To my detriment my kids understand too well the weak spot that I have for books. When we are at the shopping mall my son will always beg to go into the book store. He knows that his chances of a treat in there are higher than in any other store at our local Westfield.
While I tend to give away the vast majority of books I am given to review, my own children are book hoarders. I love the glint they each get in their eyes when they have a crisp new book to read, and so, their personal collections keep growing; spilling in fact, from their book shelf to cover every available space in their rooms and everywhere else. While I could bemoan the mess (and I often am heard to scream ‘Put these books away so I have some space to cook dinner!’), this is a good thing. After all, as a wise person once said, ‘Books are the only thing that money can buy that will make you richer.’

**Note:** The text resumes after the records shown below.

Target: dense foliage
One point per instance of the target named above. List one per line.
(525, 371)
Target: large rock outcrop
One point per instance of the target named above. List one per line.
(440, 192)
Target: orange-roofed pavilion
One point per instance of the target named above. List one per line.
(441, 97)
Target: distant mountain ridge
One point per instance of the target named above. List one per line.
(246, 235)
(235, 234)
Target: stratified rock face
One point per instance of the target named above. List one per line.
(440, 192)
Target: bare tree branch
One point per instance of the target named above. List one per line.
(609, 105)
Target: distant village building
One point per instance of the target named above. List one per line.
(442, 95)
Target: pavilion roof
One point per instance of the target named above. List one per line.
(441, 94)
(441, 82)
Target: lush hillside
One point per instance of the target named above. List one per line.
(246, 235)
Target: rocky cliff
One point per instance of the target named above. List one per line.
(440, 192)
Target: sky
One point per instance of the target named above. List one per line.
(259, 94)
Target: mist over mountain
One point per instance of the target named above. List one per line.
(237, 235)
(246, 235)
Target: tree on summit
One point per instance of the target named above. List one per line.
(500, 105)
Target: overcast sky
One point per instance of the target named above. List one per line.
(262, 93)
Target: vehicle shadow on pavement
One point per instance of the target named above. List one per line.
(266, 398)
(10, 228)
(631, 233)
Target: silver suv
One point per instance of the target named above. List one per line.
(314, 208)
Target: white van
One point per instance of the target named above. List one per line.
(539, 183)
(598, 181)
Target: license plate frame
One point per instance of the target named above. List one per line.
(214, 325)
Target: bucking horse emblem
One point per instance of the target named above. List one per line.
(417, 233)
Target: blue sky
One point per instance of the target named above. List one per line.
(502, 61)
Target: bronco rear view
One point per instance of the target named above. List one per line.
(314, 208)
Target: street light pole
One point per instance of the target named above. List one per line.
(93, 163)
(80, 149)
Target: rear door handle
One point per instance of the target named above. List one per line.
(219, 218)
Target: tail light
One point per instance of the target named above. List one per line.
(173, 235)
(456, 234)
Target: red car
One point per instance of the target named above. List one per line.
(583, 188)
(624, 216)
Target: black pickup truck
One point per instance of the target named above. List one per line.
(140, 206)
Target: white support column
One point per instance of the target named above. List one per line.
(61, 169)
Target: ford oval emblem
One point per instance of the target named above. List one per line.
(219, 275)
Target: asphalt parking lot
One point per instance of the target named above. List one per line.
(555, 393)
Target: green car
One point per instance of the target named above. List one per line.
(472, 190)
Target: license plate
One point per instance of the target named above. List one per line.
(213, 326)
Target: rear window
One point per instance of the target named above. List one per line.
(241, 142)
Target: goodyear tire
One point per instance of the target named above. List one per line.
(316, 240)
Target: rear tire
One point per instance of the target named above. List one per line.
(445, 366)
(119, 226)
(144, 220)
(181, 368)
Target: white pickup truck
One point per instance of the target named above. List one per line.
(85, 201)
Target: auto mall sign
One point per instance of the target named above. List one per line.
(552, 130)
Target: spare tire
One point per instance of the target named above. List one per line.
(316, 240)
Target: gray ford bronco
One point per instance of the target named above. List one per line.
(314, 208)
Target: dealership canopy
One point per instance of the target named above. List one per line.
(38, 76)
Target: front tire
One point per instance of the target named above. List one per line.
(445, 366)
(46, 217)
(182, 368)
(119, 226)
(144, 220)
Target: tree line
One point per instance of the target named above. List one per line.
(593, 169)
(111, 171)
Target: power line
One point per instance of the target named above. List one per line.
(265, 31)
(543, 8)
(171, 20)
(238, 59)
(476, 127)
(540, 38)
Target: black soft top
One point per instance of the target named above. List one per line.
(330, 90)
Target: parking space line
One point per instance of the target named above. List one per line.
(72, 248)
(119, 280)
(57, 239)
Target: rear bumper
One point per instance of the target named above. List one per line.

This brings me to my 8th tip. Reward kids with books. In fact, I’m going to extend this to rewarding children with books and anything related to books. For teachers this translates to book marks and reading related stickers. It also might mean giving children the special experience to watch the movie version of a book they read and enjoyed, or, attend a book talk of one of their favourite authors.
There was a time once, in the not so distant past, when books were considered a luxury and the few volumes that people owned, were treasured and read, cover to cover, many times. If you go into any antiquarian bookstore you can find old books, gifted to students as academic prizes, the fact which is recorded on the inside cover with a book-plate. Do schools still do this? I suppose in this information rich age, for many communities this is considered unnecessary, as children already have a lot of books. However, in this country there are still too many homes for which books are noticeable by their absence.
About a year ago I made a commitment. With three children and an abundance of birthday parties to attend, I would commit to only buying books as gifts. ‘But Mum’, my eldest daughter said at the time, “. . . we like books but most of our friends can’t stand them.” I must admit, at first, her statement threw me a little. How could anyone not get excited by the prospect of a new book? Of course, as an English teacher, I’ve seen the general apathy towards books from too many of my students. Irrespective of this, I vowed to honour this commitment. I just needed to try harder, do some research and select a book appropriate for the given child’s interests. Since this time I have purchased books for my children’s friends, many of whom are reluctant readers. Quite often they have approached me later to thank me for the book and tell me how much they enjoyed it. It seems that even children who express their reluctance to read will appreciate a book if it has been selected for them, based on their personal interests.
Of course buying books can become an expensive activity. It is the main reason why I have become one of the book depository’s best customers. As educators with limited resources, we need to think outside the box on this one. I have one colleague who created laminated bookmarks for her secondary students. Each of the bookmarks was personalised with images that tapped into the various interests of the students. No doubt flattered by the extra care and effort taken, the students thought they were awesome.
How do you use books (or book related items) as gifts for children? What tips do you have for doing this in a cost effective way?